To date, President Trump’s signature accomplishment is not policy-related; it’s cultural. He’s demythologized and deromanticized the idea of America.
No longer is the United States great because it’s good, let alone exceptionally good. “We’ve got a lot of killers,” Trump famously said in 2017, after being asked about extrajudicial assassinations in Russia. “You think our country is so innocent?” For Trump, America is great because, as one among all the not-so-innocent nations of the world, it has the greatest store of leverageable wealth and power. This isn’t a unique view of national greatness in world history, but it’s new to the United States.

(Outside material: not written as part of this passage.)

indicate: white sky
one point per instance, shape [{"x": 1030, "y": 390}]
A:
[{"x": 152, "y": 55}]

As with most Trump innovations, there’s good and bad here. The good is that, without the gauzy effect of myth, more Americans might see that politics is an ugly business conducted by ordinary people. We were never supposed to become enamored of government or fall in love with our leaders in the first place. The bad is that national myths are important, and the American mythos is aspirational. If we no longer see ourselves as the most virtuous country in human history, then we’ll no longer try to bring our actions in line with that vision. And if we fail to appreciate how uniquely virtuous this country actually is, we become less likely to safeguard that virtue in the face of expedience.
If American greatness now rests purely in transactional prowess, occasions like Thanksgiving can seem a little passé. Whatever its confused origins and attendant controversies, the holiday is a celebration of the God-given blessings of being American—the freedoms and opportunities granted nowhere else in such abundance. It’s not hard to imagine a time when Thanksgiving could be taken as a vestigial remnant of an earlier, more gullible age; just another opportunity for a federally sanctioned long weekend. Perhaps we’re almost there.

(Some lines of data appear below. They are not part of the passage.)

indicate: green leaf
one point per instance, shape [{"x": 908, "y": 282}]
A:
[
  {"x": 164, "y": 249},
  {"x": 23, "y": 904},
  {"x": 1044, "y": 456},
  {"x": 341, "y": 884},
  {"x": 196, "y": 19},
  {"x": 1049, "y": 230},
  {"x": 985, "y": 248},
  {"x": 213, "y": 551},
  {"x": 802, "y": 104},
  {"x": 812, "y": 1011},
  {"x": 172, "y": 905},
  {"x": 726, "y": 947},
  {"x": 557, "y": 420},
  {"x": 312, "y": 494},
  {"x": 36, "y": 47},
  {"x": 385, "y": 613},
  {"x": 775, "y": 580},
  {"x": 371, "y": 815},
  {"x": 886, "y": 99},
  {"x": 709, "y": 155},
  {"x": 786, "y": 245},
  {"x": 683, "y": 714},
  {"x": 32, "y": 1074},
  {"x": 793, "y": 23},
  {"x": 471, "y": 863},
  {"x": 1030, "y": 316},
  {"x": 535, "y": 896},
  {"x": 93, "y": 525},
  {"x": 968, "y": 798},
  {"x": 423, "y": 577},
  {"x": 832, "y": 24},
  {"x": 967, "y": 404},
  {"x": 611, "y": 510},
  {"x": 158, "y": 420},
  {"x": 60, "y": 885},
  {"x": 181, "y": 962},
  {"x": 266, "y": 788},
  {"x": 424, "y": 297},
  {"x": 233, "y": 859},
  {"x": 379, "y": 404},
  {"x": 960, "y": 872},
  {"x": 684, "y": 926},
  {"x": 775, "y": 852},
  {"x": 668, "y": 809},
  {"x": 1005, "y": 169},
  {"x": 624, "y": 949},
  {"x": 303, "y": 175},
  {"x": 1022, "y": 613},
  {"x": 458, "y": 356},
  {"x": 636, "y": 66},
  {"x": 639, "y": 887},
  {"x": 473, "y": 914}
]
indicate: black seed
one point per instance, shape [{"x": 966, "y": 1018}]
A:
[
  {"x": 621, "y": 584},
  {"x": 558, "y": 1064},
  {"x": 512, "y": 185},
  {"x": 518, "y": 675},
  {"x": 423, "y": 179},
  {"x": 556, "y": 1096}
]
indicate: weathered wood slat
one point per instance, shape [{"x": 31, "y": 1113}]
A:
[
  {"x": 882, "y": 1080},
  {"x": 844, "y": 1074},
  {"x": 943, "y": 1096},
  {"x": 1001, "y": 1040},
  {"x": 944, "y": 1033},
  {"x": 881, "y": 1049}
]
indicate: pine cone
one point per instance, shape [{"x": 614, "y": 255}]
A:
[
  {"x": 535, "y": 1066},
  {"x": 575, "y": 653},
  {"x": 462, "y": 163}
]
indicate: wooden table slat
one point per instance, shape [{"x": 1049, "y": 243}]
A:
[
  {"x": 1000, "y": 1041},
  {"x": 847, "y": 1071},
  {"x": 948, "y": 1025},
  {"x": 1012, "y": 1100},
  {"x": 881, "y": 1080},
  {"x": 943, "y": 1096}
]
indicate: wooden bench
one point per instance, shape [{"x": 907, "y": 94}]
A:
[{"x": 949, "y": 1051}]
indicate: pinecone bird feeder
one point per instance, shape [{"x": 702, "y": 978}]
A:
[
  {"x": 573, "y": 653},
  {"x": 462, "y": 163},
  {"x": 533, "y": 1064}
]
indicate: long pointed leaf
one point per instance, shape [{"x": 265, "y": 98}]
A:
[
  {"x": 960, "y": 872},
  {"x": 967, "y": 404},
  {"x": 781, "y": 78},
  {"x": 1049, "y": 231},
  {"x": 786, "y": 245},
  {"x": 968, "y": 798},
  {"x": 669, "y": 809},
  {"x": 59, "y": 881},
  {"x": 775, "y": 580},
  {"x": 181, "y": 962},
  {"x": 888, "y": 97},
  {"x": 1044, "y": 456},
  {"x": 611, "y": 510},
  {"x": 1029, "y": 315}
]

But the astounding thing about American exceptionalism is that it’s not pure myth. It’s not a naïve fantasy (as Donald Trump seems to think) or an arrogant national disposition (as many on the left see it). It’s a historical and contemporary fact. The United States was and remains the greatest and most virtuous country in the world.
America is still the dream destination for the world’s migrants. And there’s no real competition. A 2017 Gallup poll of adults seeking to move for safety, shelter, or food found that 21 percent wanted to live in the United States. Germany, for all its efforts at welcoming the needy and desperate, came in second place with 6 percent.

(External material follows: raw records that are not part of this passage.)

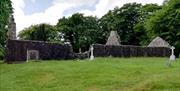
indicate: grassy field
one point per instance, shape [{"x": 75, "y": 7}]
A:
[{"x": 102, "y": 74}]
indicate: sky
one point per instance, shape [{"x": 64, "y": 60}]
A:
[{"x": 30, "y": 12}]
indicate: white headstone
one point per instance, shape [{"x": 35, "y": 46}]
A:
[
  {"x": 92, "y": 56},
  {"x": 172, "y": 57}
]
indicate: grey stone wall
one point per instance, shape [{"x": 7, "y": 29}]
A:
[{"x": 130, "y": 51}]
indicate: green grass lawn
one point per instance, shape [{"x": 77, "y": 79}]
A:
[{"x": 102, "y": 74}]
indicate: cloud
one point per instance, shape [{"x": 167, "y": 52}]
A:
[{"x": 59, "y": 7}]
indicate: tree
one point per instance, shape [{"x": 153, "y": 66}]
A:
[
  {"x": 40, "y": 32},
  {"x": 123, "y": 20},
  {"x": 80, "y": 31},
  {"x": 146, "y": 12},
  {"x": 6, "y": 11},
  {"x": 166, "y": 24}
]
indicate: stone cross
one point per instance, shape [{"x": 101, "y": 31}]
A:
[
  {"x": 172, "y": 57},
  {"x": 91, "y": 51}
]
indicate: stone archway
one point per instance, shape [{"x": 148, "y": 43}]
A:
[{"x": 32, "y": 55}]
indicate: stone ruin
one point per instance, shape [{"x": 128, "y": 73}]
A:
[
  {"x": 113, "y": 39},
  {"x": 12, "y": 28}
]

There’s a reason that democracy-seeking protesters in Hong Kong sing the American National Anthem, and it’s not because the U.S. is rich and powerful. It’s because we are the exemplars and champions of individual liberty, a nation that thrives in its freedom even as its citizens increasingly fail to appreciate it.
Trump has changed the cosmetics of the American mythos. And that can feel very much like a shared dream is dying. But it’s important to remember that it mostly feels that way to those who are already living the dream. Among those still dreaming, in Latin America, Hong Kong, and elsewhere, it’s as singular and vital as it ever was. Being cynical about American exceptionalism is yet another luxury afforded only to Americans.